Fra i suoi lavori abbiamo trovato anche un’interessante installazione video che ha presentato a Contemporist : “Mare Nostrum”. Che rapporto ha con questo tipo d’ installazioni tecnologiche e cosa rappresentava Mare Nostrum?
Nel tempo ho cominciato ad affrontare ogni situazione con occhio critico e cercato di trarne una forma artistica per comunicare qualcosa. Ogni mezzo che mi incuriosiva e ritenevo adatto per un concetto, lo provavo e talvolta ne è uscito qualcosa. Mare nostrum, presentato nel 2017 al BOX di Milano e nel 2022 al BACS di Leffe è la denuncia della tragedia quotidiana con teatro il Mediterraneo. Senza voler trovare responsabilità specifiche, vuole stimolare le persone a trovare le risposte nella ricerca personale. Un’altra video installazione, Dindele Dondele Campanò, presentata a Vilnius nel 2009 ha poi vinto un premio a Lienz nella fiera di fama mondiale Ars Elettronica.

La motivazione che accompagna la sua opera collocata a Monzuno, racconta che il suo obiettivo è rappresentare i cinque elementi primari essenziali per la vita: terra, acqua, fuoco, aria ed etere, come assi tra terra e cielo. Perché ha scelto come ispirazione la costellazione dell’Ariete?
La costellazione è nata quando ho dovuto pensare a come disporre le colonne sul terreno. Ho così cercato una costellazione con cinque stelle principali e la più adatta mi sembrava l’Ariete. Lo stimolo è arrivato dal monte Venere e monte Sole. Le colonne sono un tentativo di connettere, attraverso la memoria, l’uomo, la terra e l’universo attraverso gli elementi naturali e prova a ripulire l’essere dal troppo inquinamento del sistema Vita, che ci allontana dalla natura Madre e Vera.

Ci piacerebbe conoscere il tipo di materiale ha utilizzato per Le cinque colonne ed anche la sua opinione sul progetto Bologna Montana art Trail.
Ho preparato l’opera grezza in studio, i cubi di larice levigati e trattati con cementite li ho poi colorati sul posto dell’installazione. Ho realizzato le basi in ferro e le aste metalliche poi cementate sul posto.
Il problema di questi progetti è la continuità, molti partono con grande convinzione e poi dopo uno o due anni si fermano, buttando all’aria gli investimenti degli anni precedenti. La continuità è ciò che auguro Bologna Montana Art Trail e nel tempo, trovare artisti provenienti da tutto il mondo. Già il fatto di aver collocato le prime opere in posti lontani dalle case è un buon inizio.
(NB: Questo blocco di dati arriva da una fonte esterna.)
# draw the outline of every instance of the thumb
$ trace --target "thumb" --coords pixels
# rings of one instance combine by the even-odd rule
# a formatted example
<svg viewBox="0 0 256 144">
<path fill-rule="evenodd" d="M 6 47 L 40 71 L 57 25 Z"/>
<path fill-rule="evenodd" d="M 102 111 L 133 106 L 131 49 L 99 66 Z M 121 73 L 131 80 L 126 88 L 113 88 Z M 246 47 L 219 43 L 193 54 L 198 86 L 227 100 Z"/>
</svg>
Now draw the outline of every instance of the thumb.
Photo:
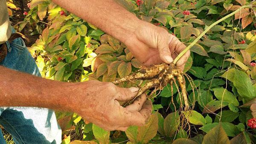
<svg viewBox="0 0 256 144">
<path fill-rule="evenodd" d="M 171 63 L 173 61 L 170 49 L 169 48 L 169 42 L 171 40 L 167 38 L 163 38 L 159 40 L 157 47 L 159 52 L 160 58 L 165 63 Z"/>
<path fill-rule="evenodd" d="M 127 101 L 131 100 L 136 96 L 139 91 L 139 88 L 135 87 L 129 88 L 117 87 L 117 91 L 118 92 L 116 97 L 116 100 L 118 101 Z"/>
</svg>

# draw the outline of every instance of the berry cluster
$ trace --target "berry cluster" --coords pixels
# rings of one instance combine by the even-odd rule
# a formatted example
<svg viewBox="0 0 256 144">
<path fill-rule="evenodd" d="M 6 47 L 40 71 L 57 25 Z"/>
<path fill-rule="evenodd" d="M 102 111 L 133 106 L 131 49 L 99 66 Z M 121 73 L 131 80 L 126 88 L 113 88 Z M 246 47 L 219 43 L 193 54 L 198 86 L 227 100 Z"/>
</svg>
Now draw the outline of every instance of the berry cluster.
<svg viewBox="0 0 256 144">
<path fill-rule="evenodd" d="M 186 10 L 183 12 L 183 14 L 184 15 L 189 15 L 190 14 L 190 12 L 189 11 Z"/>
<path fill-rule="evenodd" d="M 239 43 L 238 43 L 238 44 L 244 44 L 244 43 L 245 43 L 245 40 L 243 40 L 239 42 Z"/>
<path fill-rule="evenodd" d="M 61 15 L 64 15 L 65 14 L 66 14 L 65 12 L 63 11 L 61 11 L 61 12 L 60 12 L 60 14 L 61 14 Z"/>
<path fill-rule="evenodd" d="M 24 12 L 23 13 L 23 15 L 28 15 L 28 12 Z"/>
<path fill-rule="evenodd" d="M 62 58 L 61 58 L 61 57 L 58 57 L 58 61 L 61 61 L 61 60 L 62 59 Z"/>
<path fill-rule="evenodd" d="M 140 6 L 143 3 L 143 0 L 136 0 L 136 3 L 138 6 Z"/>
<path fill-rule="evenodd" d="M 29 9 L 30 8 L 30 3 L 29 3 L 27 4 L 27 6 Z"/>
<path fill-rule="evenodd" d="M 256 118 L 252 118 L 248 120 L 247 125 L 252 129 L 256 129 Z"/>
<path fill-rule="evenodd" d="M 256 63 L 251 62 L 250 63 L 250 65 L 252 66 L 256 66 Z"/>
</svg>

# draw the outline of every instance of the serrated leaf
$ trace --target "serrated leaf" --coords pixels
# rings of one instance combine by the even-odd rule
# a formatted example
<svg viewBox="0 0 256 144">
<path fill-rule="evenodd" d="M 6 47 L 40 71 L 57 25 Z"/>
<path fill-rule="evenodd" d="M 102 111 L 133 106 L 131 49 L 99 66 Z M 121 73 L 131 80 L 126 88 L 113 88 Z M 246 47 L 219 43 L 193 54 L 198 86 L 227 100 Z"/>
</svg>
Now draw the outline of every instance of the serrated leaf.
<svg viewBox="0 0 256 144">
<path fill-rule="evenodd" d="M 188 44 L 190 43 L 188 43 Z M 190 51 L 191 51 L 191 52 L 195 52 L 197 54 L 201 55 L 206 56 L 208 57 L 209 57 L 207 53 L 207 52 L 206 52 L 206 51 L 204 50 L 204 47 L 198 43 L 195 43 L 195 45 L 191 48 Z"/>
<path fill-rule="evenodd" d="M 204 25 L 205 24 L 204 23 L 204 22 L 201 20 L 195 19 L 195 18 L 192 18 L 192 19 L 190 19 L 188 21 L 188 23 L 195 23 L 199 24 L 201 25 Z"/>
<path fill-rule="evenodd" d="M 158 119 L 155 113 L 150 115 L 146 124 L 138 128 L 137 140 L 142 144 L 147 143 L 156 135 L 158 128 Z"/>
<path fill-rule="evenodd" d="M 196 111 L 187 111 L 184 112 L 184 113 L 188 120 L 191 124 L 204 126 L 206 123 L 204 116 Z"/>
<path fill-rule="evenodd" d="M 242 18 L 242 27 L 243 29 L 244 29 L 249 24 L 253 22 L 252 17 L 250 15 Z"/>
<path fill-rule="evenodd" d="M 130 75 L 131 72 L 131 63 L 122 62 L 118 66 L 117 72 L 121 78 Z"/>
<path fill-rule="evenodd" d="M 202 144 L 228 144 L 230 142 L 227 135 L 219 123 L 204 137 Z"/>
<path fill-rule="evenodd" d="M 108 65 L 106 63 L 104 63 L 99 65 L 97 69 L 97 72 L 96 72 L 96 77 L 97 78 L 103 75 L 107 70 Z"/>
<path fill-rule="evenodd" d="M 116 73 L 117 68 L 122 63 L 121 61 L 115 61 L 111 63 L 108 66 L 108 75 L 112 75 Z"/>
<path fill-rule="evenodd" d="M 85 37 L 87 33 L 87 27 L 84 24 L 81 24 L 76 27 L 76 32 L 80 35 Z"/>
<path fill-rule="evenodd" d="M 228 105 L 228 103 L 225 101 L 212 100 L 204 106 L 203 113 L 212 113 L 221 108 L 223 108 Z"/>
<path fill-rule="evenodd" d="M 138 126 L 130 126 L 125 131 L 125 134 L 131 142 L 137 142 L 137 135 L 138 135 Z"/>
<path fill-rule="evenodd" d="M 185 138 L 178 138 L 176 140 L 173 141 L 172 144 L 197 144 L 198 143 L 190 139 Z"/>
<path fill-rule="evenodd" d="M 93 132 L 95 138 L 101 144 L 108 144 L 110 132 L 93 124 Z"/>
<path fill-rule="evenodd" d="M 63 79 L 64 72 L 65 72 L 64 67 L 62 67 L 57 70 L 54 75 L 54 79 L 56 81 L 61 81 Z"/>
<path fill-rule="evenodd" d="M 116 50 L 111 46 L 107 44 L 103 44 L 99 46 L 95 52 L 99 54 L 112 54 Z"/>
<path fill-rule="evenodd" d="M 38 6 L 38 15 L 40 20 L 43 20 L 46 15 L 47 8 L 48 5 L 46 3 L 43 3 L 39 4 Z"/>
<path fill-rule="evenodd" d="M 179 117 L 178 113 L 174 112 L 169 114 L 164 119 L 163 130 L 166 136 L 172 136 L 177 130 L 180 124 Z"/>
<path fill-rule="evenodd" d="M 227 103 L 233 104 L 235 106 L 239 106 L 239 102 L 233 93 L 225 89 L 216 88 L 212 89 L 214 95 L 219 101 L 224 101 Z"/>
</svg>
L’artista di Land Art ama relazionarsi con la natura. Possiamo definirlo un artista solitario o ama integrarsi con altri artisti per progetti di più ampio respiro?
In generale io preferisco lavorare da solo per integrarmi totalmente con l’opera. Non disdegno qualche progetto in comune ma ci deve essere feeling con gli altri artisti e allora nascono sorprese.

Su cosa sta lavorando attualmente?
Ho da poco realizzato una scultura in pietra Dolomia per il parco delle dolomiti in miniatura di San Tomaso Agordino “Dolomites Rock Miniatures” dove vengono realizzate le più importanti cime delle dolomiti.
Contemporaneamente seguo il progetto Metal Kunst3/Contempo che prevede la realizzazione di opere in ferro nelle officine della Metal Working di Pergine Valsugana, da sei artisti internazionali poi esposte per due mesi ciascuna alla galleria Contempo.